Only three charter schools remain in Iowa - KWWL - Eastern Iowa Breaking News, Weather, Closings

Only three charter schools remain in Iowa

Prescott Elementary School in Dubuque is one of Iowa's three remaining charter schools Prescott Elementary School in Dubuque is one of Iowa's three remaining charter schools

A decade ago, charter schools were seen as a way to improve education in America, but the number of charter schools in Iowa has now dropped to just three.

That's down from the state's high of eight about six years ago.

Charter schools are public schools that any students in the district can attend. Educators there have the flexibility to teach Iowa's required core curriculum in creative ways.

One explanation for Iowa's low number of charter schools may be because only school districts can run a charter school. In states such as Minnesota that have more charter schools that Iowa does, other groups -- such as arts organizations -- can run charter schools.

Iowa Department of Education spokesperson Jim Flansburg said the Iowa Department of Education asked the Legislature in 2012 to allow entities beyond just school districts to open and operate charter schools.

The Legislature, however, declined to change the law.

This week, two of Iowa's three schools got their charters renewed for another four years.

One of those schools is Prescott Elementary in the Dubuque Community School District. It has been a charter school for eight years and is now Iowa's only remaining charter elementary school.

Second graders at Prescott read, wrote and drew quietly early Friday afternoon as part of their "readers and workshop time."

Instead of slots of time set aside specifically for just reading or just science, Prescott wraps up all the required core curriculum into something called "expeditionary learning."

Prescott's principal Chris McCarron said expeditionary learning is "where all of the curriculum is taught in an integrated style, and we have in-depth, project-based, authentic learning-kind of 'units' or 'learning expeditions.'"

Expeditionary learning also takes students out into the community on frequent field trips, "on purposeful investigations," McCarron said.

The school also brings "community experts into the classroom, because we want our kids to know learning is beyond a teacher giving information," McCarron said. "The world is filled with ways to access information."

Additionally, an infusion of the arts makes Prescott unique as a charter.

"We offer before-school, free arts programming," McCarron said.
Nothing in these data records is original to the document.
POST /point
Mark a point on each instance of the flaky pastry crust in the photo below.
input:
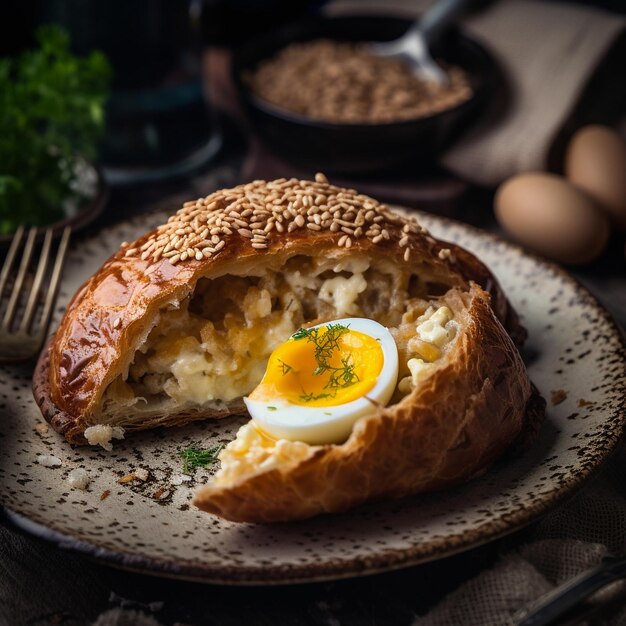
(445, 431)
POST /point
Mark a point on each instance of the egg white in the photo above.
(330, 424)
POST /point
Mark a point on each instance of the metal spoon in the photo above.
(414, 46)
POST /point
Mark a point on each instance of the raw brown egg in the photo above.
(551, 216)
(595, 162)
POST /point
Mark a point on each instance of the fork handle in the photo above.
(557, 602)
(437, 19)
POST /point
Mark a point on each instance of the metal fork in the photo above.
(22, 339)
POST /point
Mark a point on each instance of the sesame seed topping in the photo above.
(260, 211)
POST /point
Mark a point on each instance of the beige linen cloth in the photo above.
(547, 51)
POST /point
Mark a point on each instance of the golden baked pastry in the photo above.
(179, 325)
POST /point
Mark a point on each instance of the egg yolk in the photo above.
(324, 366)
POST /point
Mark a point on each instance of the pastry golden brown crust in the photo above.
(115, 310)
(447, 431)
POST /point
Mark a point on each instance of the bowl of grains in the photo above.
(316, 95)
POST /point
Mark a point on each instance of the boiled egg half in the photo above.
(323, 379)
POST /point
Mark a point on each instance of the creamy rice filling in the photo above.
(214, 347)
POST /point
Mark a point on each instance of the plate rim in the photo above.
(389, 560)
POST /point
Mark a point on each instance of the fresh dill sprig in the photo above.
(325, 346)
(309, 397)
(301, 333)
(286, 368)
(199, 457)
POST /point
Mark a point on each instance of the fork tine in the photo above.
(19, 281)
(54, 280)
(33, 297)
(8, 262)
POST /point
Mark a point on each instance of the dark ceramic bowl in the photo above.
(358, 148)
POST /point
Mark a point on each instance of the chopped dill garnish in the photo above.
(301, 333)
(309, 397)
(198, 457)
(325, 346)
(286, 368)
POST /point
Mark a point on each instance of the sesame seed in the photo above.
(260, 211)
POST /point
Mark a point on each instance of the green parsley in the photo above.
(51, 114)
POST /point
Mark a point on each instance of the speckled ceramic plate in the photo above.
(576, 357)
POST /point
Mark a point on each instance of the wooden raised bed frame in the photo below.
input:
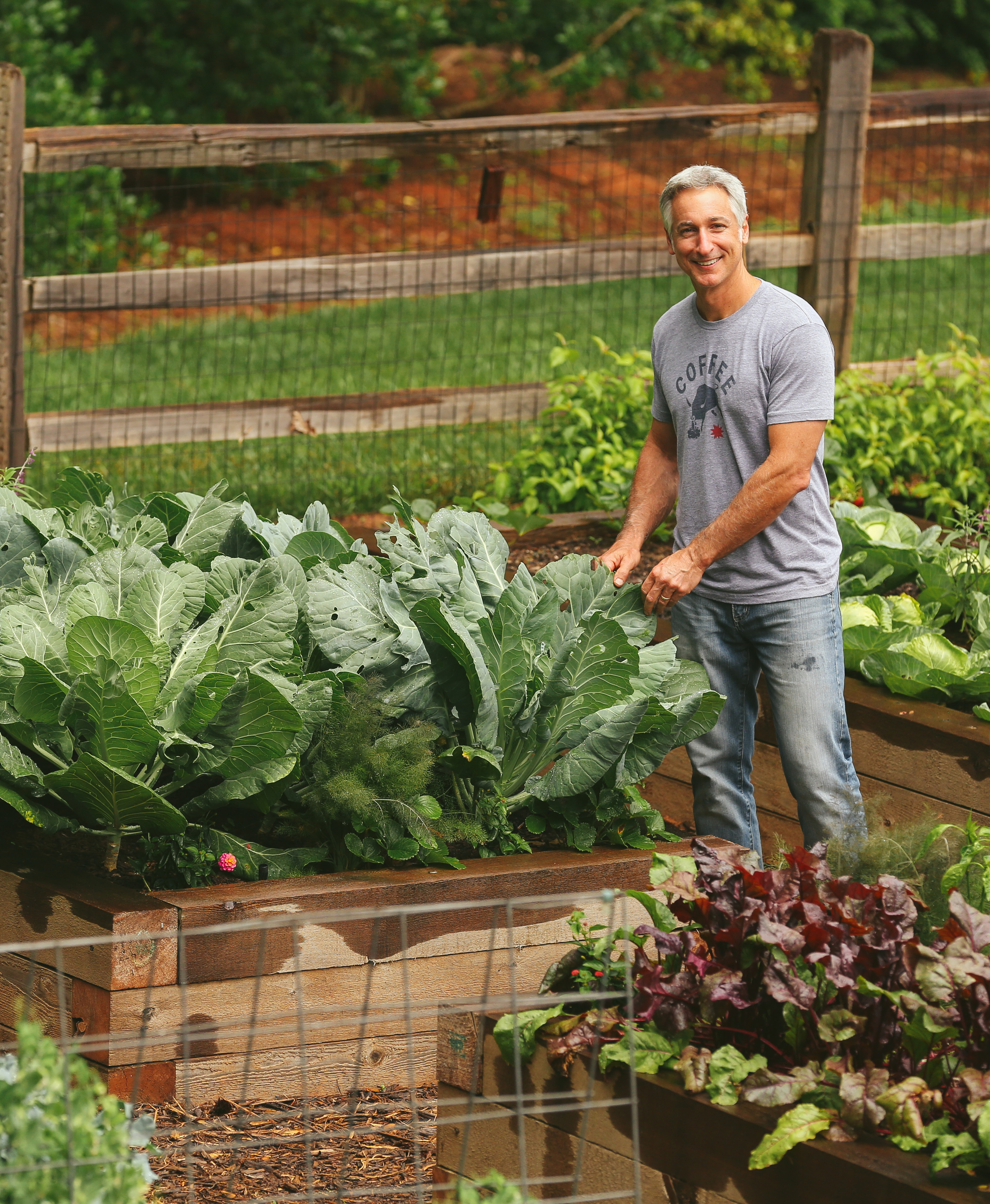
(691, 1150)
(118, 990)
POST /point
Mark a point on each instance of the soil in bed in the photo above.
(322, 1145)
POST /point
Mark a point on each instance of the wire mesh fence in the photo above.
(333, 1055)
(332, 315)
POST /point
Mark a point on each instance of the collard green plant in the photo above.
(153, 665)
(548, 673)
(582, 452)
(53, 1108)
(924, 436)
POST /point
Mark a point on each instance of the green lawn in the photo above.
(474, 339)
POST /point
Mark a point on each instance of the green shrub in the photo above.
(924, 436)
(53, 1108)
(582, 452)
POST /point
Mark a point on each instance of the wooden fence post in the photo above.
(835, 164)
(13, 425)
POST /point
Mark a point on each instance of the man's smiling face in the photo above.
(705, 236)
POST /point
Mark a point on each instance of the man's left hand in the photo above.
(671, 581)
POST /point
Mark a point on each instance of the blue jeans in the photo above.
(799, 648)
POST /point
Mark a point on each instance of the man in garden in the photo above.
(744, 387)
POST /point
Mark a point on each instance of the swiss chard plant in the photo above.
(156, 664)
(789, 988)
(551, 701)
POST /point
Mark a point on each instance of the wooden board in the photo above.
(69, 149)
(46, 902)
(322, 1069)
(220, 956)
(586, 1168)
(32, 991)
(386, 275)
(349, 415)
(708, 1147)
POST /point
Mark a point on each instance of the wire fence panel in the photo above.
(328, 312)
(329, 329)
(315, 1075)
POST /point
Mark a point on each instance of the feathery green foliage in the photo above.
(55, 1108)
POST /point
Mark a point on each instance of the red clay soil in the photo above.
(259, 1150)
(568, 194)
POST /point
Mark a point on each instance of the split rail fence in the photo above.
(831, 181)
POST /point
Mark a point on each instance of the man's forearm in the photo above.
(761, 500)
(653, 494)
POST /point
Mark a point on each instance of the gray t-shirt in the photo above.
(722, 384)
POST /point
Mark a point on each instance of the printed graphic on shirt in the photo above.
(710, 369)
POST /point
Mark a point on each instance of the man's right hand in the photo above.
(622, 558)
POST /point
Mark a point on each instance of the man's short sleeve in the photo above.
(803, 378)
(661, 409)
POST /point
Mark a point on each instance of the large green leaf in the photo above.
(198, 704)
(253, 724)
(107, 798)
(347, 620)
(459, 668)
(250, 855)
(169, 511)
(156, 604)
(197, 645)
(39, 694)
(110, 724)
(259, 622)
(200, 540)
(85, 600)
(604, 738)
(111, 639)
(324, 545)
(24, 632)
(37, 813)
(239, 787)
(20, 768)
(76, 487)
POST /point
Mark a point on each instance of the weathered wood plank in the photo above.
(491, 1142)
(925, 240)
(69, 149)
(47, 902)
(217, 422)
(347, 943)
(831, 193)
(209, 1019)
(11, 265)
(386, 275)
(32, 991)
(323, 1069)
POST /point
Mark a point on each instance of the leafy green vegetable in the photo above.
(803, 1122)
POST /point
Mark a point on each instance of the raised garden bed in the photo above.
(135, 997)
(689, 1148)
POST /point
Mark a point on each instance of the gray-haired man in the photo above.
(744, 387)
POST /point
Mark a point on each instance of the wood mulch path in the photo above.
(545, 554)
(364, 1139)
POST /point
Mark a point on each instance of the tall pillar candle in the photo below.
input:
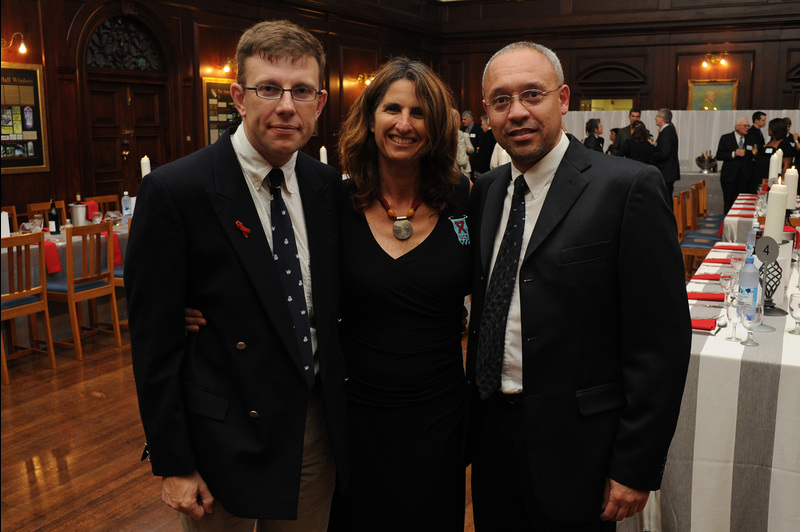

That's in addition to infusing each learning expedition with some art form as well.

Amanda McTague is a second grade teacher at Prescott and went to the Iowa State Board of Education's charter renewal hearing Thursday in Des Moines.

"The part that was really exciting was the affirmation that they gave us, that, 'Yes, this is the reason we have charter schools in the state of Iowa, to be innovative in how we are teaching students and assessing students in what they're learning,'" McTague said.

For all of Prescott's success as a charter, however, it's also considered a school in need of assistance, based on its state test scores -- and has been for the past eight years.

Iowa law states charter schools cannot have any geographic boundaries, so any elementary school-aged student in the Dubuque Community School District can enroll at Prescott, as long as there is space available.

As a charter school, Prescott also has class-size caps. For kindergarten and first grade, it's 20 students. For second and third grade, it's 22. And for fourth and fifth grade, it's 24 students.

Iowa's two other charter schools are Northeast Iowa Charter High School in Maynard and Storm Lake / Iowa Central / Buena Vista Early College Charter High School in Storm Lake.

Jim Flansburg said there is no limit to how many charter schools Iowa can have.